# Reddit Data Source Review

This notebook documents the evaluation of Reddit as a real-time data source for market attention signals.

## Objective
The goal was to stream Reddit posts in real-time to detect mentions of specific stock and crypto tickers, and evaluate Reddit’s usefulness for a market attention dashboard.

In [24]:
from dotenv import load_dotenv
import os
import asyncpraw
import asyncio
from datetime import datetime
import re
import pandas as pd

# Load credentials
load_dotenv()
client_id = os.getenv("REDDIT_CLIENT_ID")
client_secret = os.getenv("REDDIT_CLIENT_SECRET")
user_agent = os.getenv("USER_AGENT")

TICKERS = {"GOOGL", "AAPL", "AMZN", "NVDA", "MSFT", "BTC", "XRP"}
SUBREDDITS = "personalfinance+stocks+wallstreetbets+investing+CryptoCurrency"

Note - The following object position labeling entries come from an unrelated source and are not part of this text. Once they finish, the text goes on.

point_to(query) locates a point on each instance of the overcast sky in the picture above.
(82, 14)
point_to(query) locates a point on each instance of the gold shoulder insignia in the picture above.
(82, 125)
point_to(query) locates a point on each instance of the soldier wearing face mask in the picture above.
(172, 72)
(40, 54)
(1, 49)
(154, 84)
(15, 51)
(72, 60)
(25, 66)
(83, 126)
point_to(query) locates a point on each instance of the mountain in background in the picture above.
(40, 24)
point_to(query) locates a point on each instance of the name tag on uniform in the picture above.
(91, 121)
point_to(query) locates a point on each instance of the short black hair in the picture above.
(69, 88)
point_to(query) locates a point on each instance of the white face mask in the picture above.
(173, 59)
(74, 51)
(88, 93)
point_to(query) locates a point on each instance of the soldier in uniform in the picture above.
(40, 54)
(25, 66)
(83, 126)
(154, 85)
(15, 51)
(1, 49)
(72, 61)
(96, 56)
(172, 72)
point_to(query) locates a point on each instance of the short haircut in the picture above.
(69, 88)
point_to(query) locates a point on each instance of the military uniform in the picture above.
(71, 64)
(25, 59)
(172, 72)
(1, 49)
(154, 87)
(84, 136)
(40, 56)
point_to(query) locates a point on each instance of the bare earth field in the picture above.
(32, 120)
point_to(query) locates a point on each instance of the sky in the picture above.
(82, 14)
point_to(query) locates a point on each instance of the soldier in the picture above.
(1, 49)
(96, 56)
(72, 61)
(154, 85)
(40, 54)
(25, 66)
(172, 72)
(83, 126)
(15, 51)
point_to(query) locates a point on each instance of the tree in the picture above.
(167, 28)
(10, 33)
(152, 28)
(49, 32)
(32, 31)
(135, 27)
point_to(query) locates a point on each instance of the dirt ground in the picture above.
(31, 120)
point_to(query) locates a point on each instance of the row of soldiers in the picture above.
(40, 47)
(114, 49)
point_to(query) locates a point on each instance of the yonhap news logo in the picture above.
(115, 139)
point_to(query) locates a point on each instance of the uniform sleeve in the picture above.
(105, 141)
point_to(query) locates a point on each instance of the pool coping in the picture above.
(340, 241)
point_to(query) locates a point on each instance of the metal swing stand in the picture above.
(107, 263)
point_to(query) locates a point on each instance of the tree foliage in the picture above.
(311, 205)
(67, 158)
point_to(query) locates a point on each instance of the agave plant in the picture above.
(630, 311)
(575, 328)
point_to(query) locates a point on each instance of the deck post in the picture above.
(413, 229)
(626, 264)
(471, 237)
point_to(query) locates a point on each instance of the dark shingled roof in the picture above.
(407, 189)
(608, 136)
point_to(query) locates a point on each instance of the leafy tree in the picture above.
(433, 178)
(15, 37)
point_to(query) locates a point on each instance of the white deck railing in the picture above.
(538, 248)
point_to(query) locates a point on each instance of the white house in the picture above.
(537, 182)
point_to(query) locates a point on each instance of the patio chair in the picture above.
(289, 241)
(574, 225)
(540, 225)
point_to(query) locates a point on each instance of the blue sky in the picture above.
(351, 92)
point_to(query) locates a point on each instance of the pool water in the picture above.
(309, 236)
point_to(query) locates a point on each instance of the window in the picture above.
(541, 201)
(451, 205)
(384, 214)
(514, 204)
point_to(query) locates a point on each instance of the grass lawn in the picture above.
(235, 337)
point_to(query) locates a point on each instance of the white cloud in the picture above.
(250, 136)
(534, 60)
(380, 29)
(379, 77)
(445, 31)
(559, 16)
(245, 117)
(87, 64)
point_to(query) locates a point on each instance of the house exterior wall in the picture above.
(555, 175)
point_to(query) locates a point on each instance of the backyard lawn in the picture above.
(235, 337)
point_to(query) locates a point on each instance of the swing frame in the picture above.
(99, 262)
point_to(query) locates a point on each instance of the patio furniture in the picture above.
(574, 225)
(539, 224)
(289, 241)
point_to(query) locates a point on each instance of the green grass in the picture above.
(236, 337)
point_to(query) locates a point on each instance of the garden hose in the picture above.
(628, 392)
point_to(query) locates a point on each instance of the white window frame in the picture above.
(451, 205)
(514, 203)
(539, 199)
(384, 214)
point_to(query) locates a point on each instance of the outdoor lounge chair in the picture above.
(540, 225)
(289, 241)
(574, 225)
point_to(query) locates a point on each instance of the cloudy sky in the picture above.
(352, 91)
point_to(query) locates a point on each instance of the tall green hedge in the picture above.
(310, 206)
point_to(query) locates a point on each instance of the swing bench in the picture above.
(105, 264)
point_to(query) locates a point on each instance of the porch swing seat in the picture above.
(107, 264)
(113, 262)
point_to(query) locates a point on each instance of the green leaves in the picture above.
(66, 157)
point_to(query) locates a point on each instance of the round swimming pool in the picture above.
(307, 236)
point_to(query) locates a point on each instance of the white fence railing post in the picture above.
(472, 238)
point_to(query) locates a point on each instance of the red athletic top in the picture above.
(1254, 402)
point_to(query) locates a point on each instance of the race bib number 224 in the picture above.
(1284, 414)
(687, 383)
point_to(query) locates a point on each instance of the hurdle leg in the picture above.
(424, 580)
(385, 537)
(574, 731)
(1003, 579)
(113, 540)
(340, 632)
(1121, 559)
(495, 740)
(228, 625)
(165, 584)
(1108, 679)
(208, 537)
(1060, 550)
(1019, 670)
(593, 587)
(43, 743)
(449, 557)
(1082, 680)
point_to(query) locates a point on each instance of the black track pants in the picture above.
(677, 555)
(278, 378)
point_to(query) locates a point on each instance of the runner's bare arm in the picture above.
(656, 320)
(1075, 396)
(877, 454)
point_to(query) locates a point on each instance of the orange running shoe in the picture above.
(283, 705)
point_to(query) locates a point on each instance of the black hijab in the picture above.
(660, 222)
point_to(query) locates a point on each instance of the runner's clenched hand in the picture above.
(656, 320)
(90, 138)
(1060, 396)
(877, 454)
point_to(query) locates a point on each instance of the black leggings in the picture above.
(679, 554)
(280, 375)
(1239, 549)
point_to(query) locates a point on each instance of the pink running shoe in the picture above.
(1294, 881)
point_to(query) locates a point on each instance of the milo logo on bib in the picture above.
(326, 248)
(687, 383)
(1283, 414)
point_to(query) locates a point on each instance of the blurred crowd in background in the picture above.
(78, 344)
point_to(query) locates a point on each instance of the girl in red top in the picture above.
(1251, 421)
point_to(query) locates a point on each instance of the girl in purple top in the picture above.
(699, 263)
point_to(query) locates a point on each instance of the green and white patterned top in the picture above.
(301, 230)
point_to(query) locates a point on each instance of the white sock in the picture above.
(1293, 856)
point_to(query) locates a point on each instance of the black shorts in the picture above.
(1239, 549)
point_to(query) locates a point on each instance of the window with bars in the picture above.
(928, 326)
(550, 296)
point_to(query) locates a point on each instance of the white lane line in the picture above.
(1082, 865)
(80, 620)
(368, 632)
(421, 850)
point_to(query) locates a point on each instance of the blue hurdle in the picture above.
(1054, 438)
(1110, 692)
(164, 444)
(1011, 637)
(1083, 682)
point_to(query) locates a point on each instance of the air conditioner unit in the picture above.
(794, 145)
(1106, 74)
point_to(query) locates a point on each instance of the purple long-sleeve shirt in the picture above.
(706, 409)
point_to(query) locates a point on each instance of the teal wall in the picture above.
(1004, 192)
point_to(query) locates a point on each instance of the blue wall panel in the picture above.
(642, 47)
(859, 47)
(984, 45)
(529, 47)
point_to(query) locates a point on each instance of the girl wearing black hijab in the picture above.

We first load our credentials to be authenticated by the API and strat using it. This contains the tickers used within the corresponding subreddits.

In [25]:
async def stream_posts():
    reddit = asyncpraw.Reddit(
        client_id=client_id,
        client_secret=client_secret,
        user_agent=user_agent
    )
    subreddit = await reddit.subreddit(SUBREDDITS)
    async for post in subreddit.stream.submissions(skip_existing=True):
        text = (post.title or "") + " " + (post.selftext or "")
        words = set(re.findall(r"\b[A-Z]{2,5}\b", text.upper()))
        matched = TICKERS & words
        if matched:
            print(f"[{datetime.utcnow()}] 🧠 [{post.subreddit}] {post.title} — matched: {matched}")

    await reddit.close()


This was the original function for retrieving the posts from reddit. In practical use, instead of printing the posts matched, we would save the posts with its metadata to a database or json file for later use.

In [51]:
async def stream_posts(max_results: int = 5):

    # set up reddit client
    reddit = asyncpraw.Reddit(
        client_id=client_id,
        client_secret=client_secret,
        user_agent=user_agent
    )

    subreddit = await reddit.subreddit(SUBREDDITS)
    seen = 0

    async for post in subreddit.stream.submissions(skip_existing=False):
        text = (post.title or "") + " " + (post.selftext or "")
        words = set(re.findall(r"\b[A-Z]{2,5}\b", text.upper()))
        matched = TICKERS & words

        print(f"[{datetime.utcnow()}] | [{post.subreddit}] {post.title} ({post.id}) — matched: {matched}")
        seen+=1
        if seen >= max_results:
            break

    await reddit.close()


In [52]:
await stream_posts(5)

[2025-07-06 16:00:34.753904] | [CryptoCurrency] Those who like squeezing in the era of the dollar collapse- Altcoins preparing for massive breakout (1lsug2s) — matched: {'BTC'}
[2025-07-06 16:00:34.753904] | [personalfinance] Can i afford this home? Should i buy? (1lsulnl) — matched: set()
[2025-07-06 16:00:34.753904] | [CryptoCurrency] Are airdrops actually legit? (1lsum80) — matched: {'BTC'}
[2025-07-06 16:00:34.753904] | [CryptoCurrency] I'm getting spammed with 0.000001 USDT transactions on Polygon – from random wallets. Why? (1lsun6g) — matched: set()
[2025-07-06 16:00:34.753904] | [CryptoCurrency] Gold Explorer Joins Bitcoin Treasury Bandwagon - Decrypt (1lsuwg6) — matched: set()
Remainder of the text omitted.